## Ingestion to Azure Cognitive Search via REST Endpoint

### Prerequisites
  
- Generate embeddings - [generate_embeddings.ipynb](../../common/generate_embeddings.ipynb) 

### Set environment variables

In [None]:
import os
from dotenv import load_dotenv

load_dotenv()

acs_endpoint  = os.getenv("ACS_ENDPOINT")
if acs_endpoint is None or acs_endpoint == "":
    print("ACS_ENDPOINT environment variable not set.")
    exit()

acs_api_version  = os.getenv("ACS_API_VERSION")
if acs_api_version is None or acs_api_version == "":
    print("ACS_API_VERSION environment variable not set.")
    exit()

acs_key  = os.getenv("ACS_KEY")
if acs_key is None or acs_key == "":
    print("ACS_KEY environment variable not set.")
    exit()

aoai_endpoint  = os.getenv("AOAI_ENDPOINT")
if aoai_endpoint is None or aoai_endpoint == "":
    print("AOAI_ENDPOINT environment variable not set.")
    exit()

aoai_api_version  = os.getenv("AOAI_API_VERSION")
if aoai_api_version is None or aoai_api_version == "":
    print("AOAI_API_VERSION environment variable not set.")
    exit()

aoai_embedding_deployed_model  = os.getenv("AOAI_EMBEDDING_DEPLOYED_MODEL")
if aoai_embedding_deployed_model is None or aoai_embedding_deployed_model == "":
    print("AOAI_EMBEDDING_DEPLOYED_MODEL environment variable not set.")
    exit()

acs_index_definition_text = 'index_definition/index_definition_text.json'
acs_index_definition_doc = 'index_definition/index_definition_doc.json'
acs_index_definition_image = 'index_definition/index_definition_image.json'

#### Helper methods

In [None]:
import requests
import json

def insert_record(acs_endpoint, acs_index, data, acs_key, acs_api_version):
    url = f"{acs_endpoint}/indexes/{acs_index}/docs/index?api-version={acs_api_version}"
    headers = {
        "Content-Type": "application/json",
        "api-key": acs_key
    }    
    response = requests.post(url, data=data, headers=headers)
    print(response.status_code)
    print(response.content)

def create_index(acs_endpoint, json_content, index_name, api_key, acs_api_version):
    url = f"{acs_endpoint}/indexes/{index_name}?api-version={acs_api_version}"
    headers = {
        "Content-Type": "application/json",
        "api-key": api_key
    }
    response = requests.request('PUT', url, headers=headers, data=json_content)
    print(response.status_code)
    print(response.content)

def get_acs_index_name(acs_index_definition):
    index_json_content = read_json_file(acs_index_definition)
    index_json = json.loads(index_json_content)
    index_name = index_json['name']

    return index_name

def read_json_file(file_path):
    with open(file_path, "r") as file:
        return file.read()

#### Create ACS index

In [None]:
## Create text_sample index
index_definition = read_json_file(acs_index_definition_text)
index_name = get_acs_index_name(acs_index_definition_text)

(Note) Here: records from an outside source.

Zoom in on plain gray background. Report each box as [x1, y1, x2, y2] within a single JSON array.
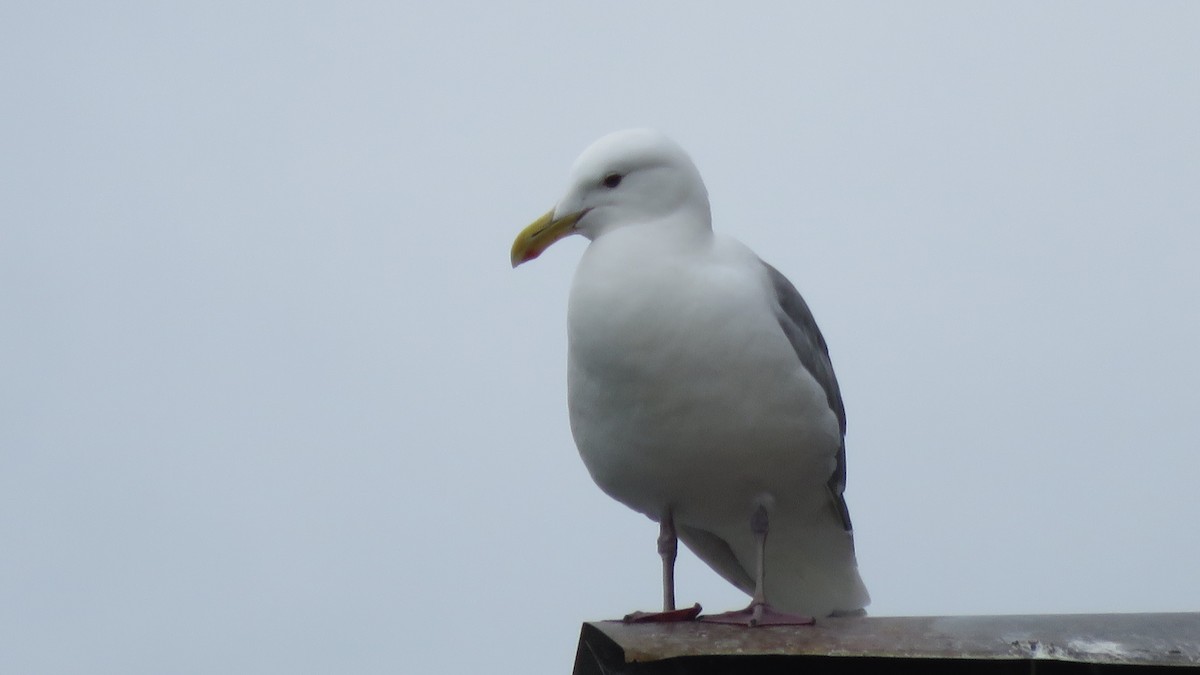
[[0, 1, 1200, 674]]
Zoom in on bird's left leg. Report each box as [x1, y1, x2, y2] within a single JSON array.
[[625, 508, 700, 623], [701, 504, 816, 627]]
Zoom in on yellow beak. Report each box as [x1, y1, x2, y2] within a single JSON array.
[[512, 209, 588, 268]]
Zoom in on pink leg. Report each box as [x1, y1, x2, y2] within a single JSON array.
[[624, 510, 701, 623], [700, 506, 816, 627]]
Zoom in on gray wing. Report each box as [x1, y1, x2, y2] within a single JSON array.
[[760, 261, 852, 532]]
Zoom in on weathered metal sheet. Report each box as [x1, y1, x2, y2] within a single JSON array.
[[576, 614, 1200, 675]]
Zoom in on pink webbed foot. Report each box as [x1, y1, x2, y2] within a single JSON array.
[[700, 603, 816, 627], [622, 603, 701, 623]]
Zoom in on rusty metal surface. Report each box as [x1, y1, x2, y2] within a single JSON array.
[[577, 614, 1200, 671]]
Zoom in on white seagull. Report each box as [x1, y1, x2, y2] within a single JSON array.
[[512, 129, 869, 626]]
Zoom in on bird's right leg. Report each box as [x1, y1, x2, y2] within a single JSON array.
[[625, 508, 700, 623]]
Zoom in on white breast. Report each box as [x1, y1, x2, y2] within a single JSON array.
[[569, 228, 840, 530]]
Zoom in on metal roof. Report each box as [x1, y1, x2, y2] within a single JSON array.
[[575, 614, 1200, 675]]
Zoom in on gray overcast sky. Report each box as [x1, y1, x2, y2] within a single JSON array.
[[0, 1, 1200, 674]]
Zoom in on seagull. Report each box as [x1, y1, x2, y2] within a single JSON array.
[[511, 129, 870, 626]]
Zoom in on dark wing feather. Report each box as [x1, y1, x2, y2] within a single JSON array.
[[760, 261, 851, 532]]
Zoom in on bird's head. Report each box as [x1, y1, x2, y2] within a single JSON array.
[[511, 129, 710, 267]]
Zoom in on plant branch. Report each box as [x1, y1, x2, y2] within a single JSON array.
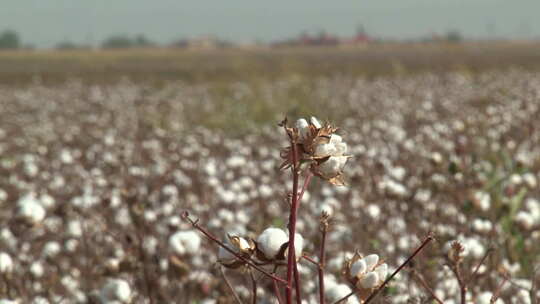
[[319, 211, 330, 304], [182, 211, 289, 289], [302, 254, 319, 267], [272, 265, 283, 304], [411, 269, 444, 304], [249, 268, 257, 304], [286, 137, 300, 304]]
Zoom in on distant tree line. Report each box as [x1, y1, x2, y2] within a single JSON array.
[[0, 29, 470, 50]]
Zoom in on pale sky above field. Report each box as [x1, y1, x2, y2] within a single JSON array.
[[0, 0, 540, 47]]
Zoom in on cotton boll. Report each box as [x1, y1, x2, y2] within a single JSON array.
[[514, 211, 535, 230], [523, 172, 538, 189], [325, 284, 351, 303], [375, 263, 388, 281], [17, 193, 46, 225], [257, 227, 288, 259], [309, 116, 322, 129], [67, 220, 82, 237], [169, 231, 201, 255], [0, 252, 13, 274], [100, 279, 131, 303], [41, 241, 62, 258], [350, 259, 367, 277], [358, 272, 379, 289], [30, 262, 45, 278], [363, 254, 379, 271]]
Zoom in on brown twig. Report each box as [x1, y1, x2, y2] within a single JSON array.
[[182, 211, 288, 289], [249, 268, 257, 304], [272, 265, 283, 304], [334, 234, 434, 304], [302, 254, 319, 267], [489, 275, 509, 304], [285, 136, 300, 304], [219, 266, 243, 304], [450, 262, 467, 304]]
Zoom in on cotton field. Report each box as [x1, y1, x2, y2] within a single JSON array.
[[0, 70, 540, 304]]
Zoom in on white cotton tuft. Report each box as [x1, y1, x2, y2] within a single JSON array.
[[17, 193, 46, 225], [309, 116, 322, 129], [363, 254, 379, 271], [0, 252, 13, 274], [359, 272, 379, 288], [296, 118, 310, 140], [375, 263, 388, 280], [257, 227, 288, 259], [351, 259, 367, 277], [100, 279, 131, 303]]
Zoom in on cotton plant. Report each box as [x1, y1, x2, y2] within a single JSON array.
[[182, 117, 432, 304]]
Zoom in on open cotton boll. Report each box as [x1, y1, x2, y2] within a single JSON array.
[[100, 279, 131, 303], [375, 263, 388, 281], [325, 283, 358, 304], [363, 254, 379, 271], [257, 227, 288, 259], [169, 231, 201, 255], [0, 252, 13, 274], [309, 116, 322, 129], [359, 272, 379, 289], [351, 259, 367, 277]]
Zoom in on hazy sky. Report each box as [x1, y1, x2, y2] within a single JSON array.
[[0, 0, 540, 47]]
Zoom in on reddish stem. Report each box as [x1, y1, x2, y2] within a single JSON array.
[[319, 218, 328, 304], [286, 139, 300, 304]]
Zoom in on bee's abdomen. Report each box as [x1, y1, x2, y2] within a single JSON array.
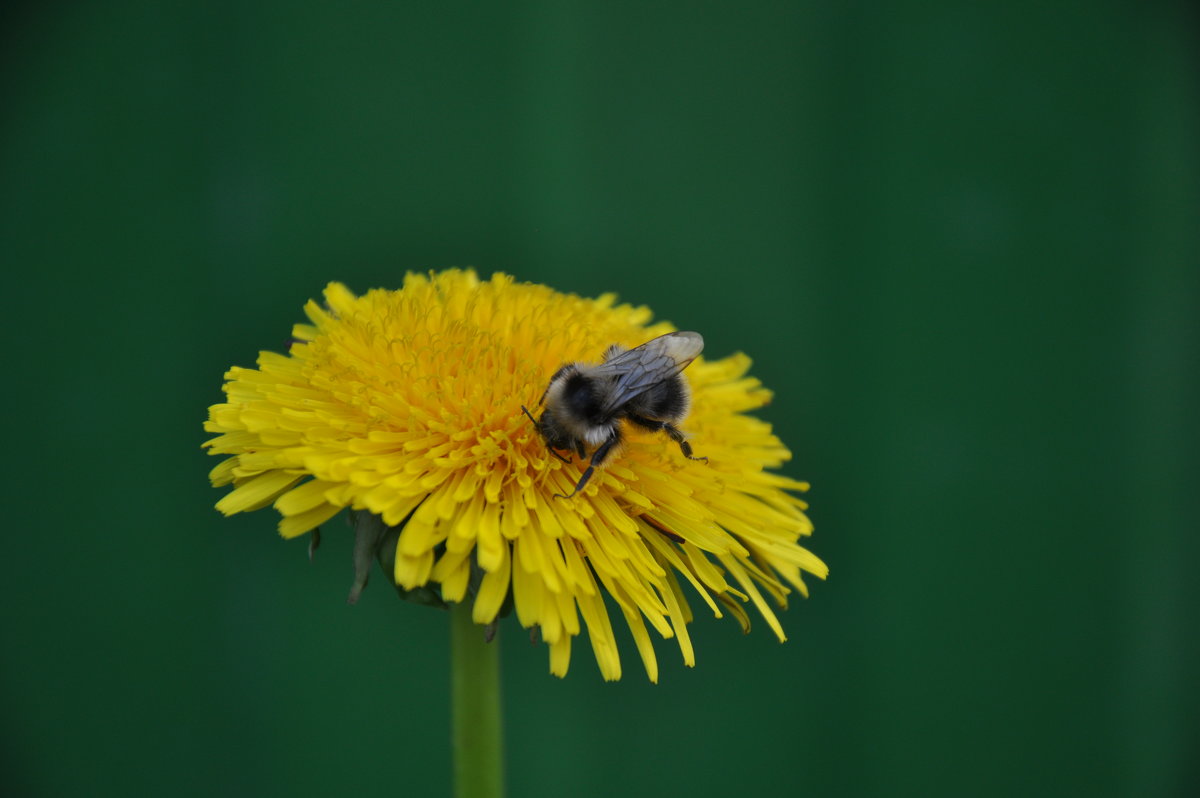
[[626, 374, 689, 421]]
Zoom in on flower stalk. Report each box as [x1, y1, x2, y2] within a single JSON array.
[[450, 601, 504, 798]]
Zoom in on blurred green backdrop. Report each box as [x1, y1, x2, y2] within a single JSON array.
[[0, 1, 1200, 796]]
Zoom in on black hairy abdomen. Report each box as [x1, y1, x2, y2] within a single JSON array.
[[563, 374, 604, 425]]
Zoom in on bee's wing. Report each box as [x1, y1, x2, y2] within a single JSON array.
[[592, 332, 704, 414]]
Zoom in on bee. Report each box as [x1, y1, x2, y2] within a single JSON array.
[[521, 332, 708, 499]]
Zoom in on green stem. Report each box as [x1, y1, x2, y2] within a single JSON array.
[[450, 601, 504, 798]]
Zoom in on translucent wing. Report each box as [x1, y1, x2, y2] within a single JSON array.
[[592, 332, 704, 415]]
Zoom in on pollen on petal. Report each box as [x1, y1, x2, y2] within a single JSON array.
[[203, 270, 828, 682]]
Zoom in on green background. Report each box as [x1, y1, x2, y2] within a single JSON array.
[[0, 1, 1200, 796]]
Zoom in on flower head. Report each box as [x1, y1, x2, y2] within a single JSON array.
[[205, 270, 828, 680]]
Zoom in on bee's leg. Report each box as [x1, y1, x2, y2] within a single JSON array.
[[625, 413, 708, 463], [554, 433, 620, 499]]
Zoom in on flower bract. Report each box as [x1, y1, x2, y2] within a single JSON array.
[[205, 270, 827, 680]]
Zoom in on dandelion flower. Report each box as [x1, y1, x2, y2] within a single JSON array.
[[204, 270, 828, 680]]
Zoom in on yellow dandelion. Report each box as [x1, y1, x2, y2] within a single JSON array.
[[204, 270, 828, 680]]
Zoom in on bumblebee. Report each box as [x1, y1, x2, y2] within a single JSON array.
[[521, 332, 708, 499]]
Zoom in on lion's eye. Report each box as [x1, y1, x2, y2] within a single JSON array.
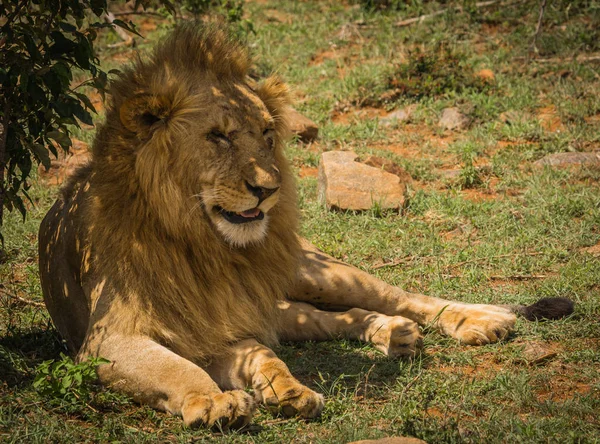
[[263, 128, 275, 148], [206, 130, 231, 145]]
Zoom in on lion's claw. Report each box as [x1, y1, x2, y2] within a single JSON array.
[[362, 313, 423, 358], [437, 303, 516, 345], [182, 390, 256, 430]]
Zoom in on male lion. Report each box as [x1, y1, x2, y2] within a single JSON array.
[[39, 25, 572, 428]]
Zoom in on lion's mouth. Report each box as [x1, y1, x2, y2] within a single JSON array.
[[215, 206, 265, 224]]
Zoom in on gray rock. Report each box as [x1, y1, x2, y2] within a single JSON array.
[[534, 151, 600, 167], [498, 110, 534, 125], [348, 436, 427, 444], [319, 151, 406, 210], [438, 108, 471, 130], [379, 105, 416, 126]]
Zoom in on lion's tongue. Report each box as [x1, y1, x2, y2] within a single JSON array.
[[239, 208, 260, 218]]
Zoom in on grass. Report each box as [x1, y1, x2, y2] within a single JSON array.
[[0, 0, 600, 443]]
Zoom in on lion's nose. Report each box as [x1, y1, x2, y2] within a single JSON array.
[[246, 182, 279, 205]]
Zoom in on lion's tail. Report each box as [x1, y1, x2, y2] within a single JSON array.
[[505, 298, 575, 321]]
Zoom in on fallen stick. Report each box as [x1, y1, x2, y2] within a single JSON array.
[[514, 54, 600, 63], [0, 288, 46, 307], [104, 11, 134, 48], [442, 274, 549, 281], [445, 251, 544, 269], [531, 0, 546, 54], [394, 0, 500, 27]]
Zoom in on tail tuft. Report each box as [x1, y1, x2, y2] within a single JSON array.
[[515, 298, 575, 321]]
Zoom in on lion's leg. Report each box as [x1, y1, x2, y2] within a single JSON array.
[[207, 339, 324, 418], [289, 240, 516, 344], [79, 334, 255, 428], [279, 301, 422, 357]]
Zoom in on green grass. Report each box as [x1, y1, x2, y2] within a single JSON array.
[[0, 0, 600, 443]]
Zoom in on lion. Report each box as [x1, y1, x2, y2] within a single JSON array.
[[39, 25, 570, 429]]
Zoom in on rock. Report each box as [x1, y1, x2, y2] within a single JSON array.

create_index(acs_endpoint, index_definition, index_name, acs_key, acs_api_version)

## Create doc_sample index
index_definition = read_json_file(acs_index_definition_doc)
index_name = get_acs_index_name(acs_index_definition_doc)

create_index(acs_endpoint, index_definition, index_name, acs_key, acs_api_version)

## Create image_sample index
index_definition = read_json_file(acs_index_definition_image)
index_name = get_acs_index_name(acs_index_definition_image)

create_index(acs_endpoint, index_definition, index_name, acs_key, acs_api_version)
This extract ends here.